What do you hope to achieve with Face Africa in the long term?
The world water crisis is one of the largest public health issues of our time, causing 2 million deaths every year. In Liberia alone, millions of people do not have access to clean water and sanitation facilities. At FACE Africa, we believe that providing clean and safe drinking water is the first step to breaking the cycle of extreme poverty. We have an ambitious yet simple goal: clean, safe drinking water for EVERY SINGLE person in Liberia! And once we have accomplished that goal, we plan to target other African countries, with an emphasis on post conflict environment with similar challenges and needs as Liberia.
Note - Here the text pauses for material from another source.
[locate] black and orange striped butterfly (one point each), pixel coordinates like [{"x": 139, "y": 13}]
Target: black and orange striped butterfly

Your organization is called ‘Face Africa,’ but you seem to be focused on Liberia. Do you have any future plans of expanding and reaching out to other parts of Africa?
We figure we can have the greatest impact by focusing on one country at a time and have selected to focus on Liberia. Liberia only recently emerged from 14 years of civil war which left it a collapsed state: 80% unemployment; extreme poverty with average earnings of $1 a day; no electricity, landlines; running water; or sewage system. According to a recent CDC report, a necessary starting point in rebuilding the country is to provide access to clean drinking water and sanitation facilities. Improving water quality is therefore our first line of attack.
How long has Face Africa existed? What are your most pleasant memories in all the time you’ve run the organization?
FACE Africa is a very young organization and we obtained our non-profit status in January of 2009. We began operations in Liberia later that year. Since 2009, we have raised close to $250,000 and by the end of this year, will implement enough clean water projects to benefit over 10,000 people in Liberia.
There’s nothing more pleasant or fulfilling than seeing the smiles on the faces of women and children who no longer have to travel miles every day to fetch contaminated water and can now drink water without worrying about getting sick from it. Seeing the look of pride on the faces of the community residents who were involved in the entire process of implementation warms my heart. Hearing from parents about how their children no longer complain of stomach problems is also a highlight of my work.
How do you raise funds for the organization?
We raise funds through three main avenues: 1) Online donations through our website using Paypal or credit cards, 2) Annual fundraising events throughout the year with our main fundraising event being the Annual Gala held every March to commemorate World Water Day. You can read more here. 3) Through small corporate and foundation grants such as those we received from the Davis Project for Peace, the Chase Community Giving Program and the Global Neighborhood Fund. Donors can get more information about our work via our website or contact us at: firstname.lastname@example.org. They can also read about other ways to get involved with FACE Africa here.
What inspires you?
I am inspired by my generation! A community of smart, ambitious, socially conscious young men and women who believe they have the power to change the world and make it a better one. Being a part of this dynamic group of young people who share my interests, passions and beliefs is the most inspiring thing ever. Feeling like I am part of a movement encourages me to push myself harder to make my contribution to this community really count. I’ve become a better and more creative person in the process and I have my generation to thank for it. I hope to also inspire other young people to work towards leaving our world a bit better than we met it.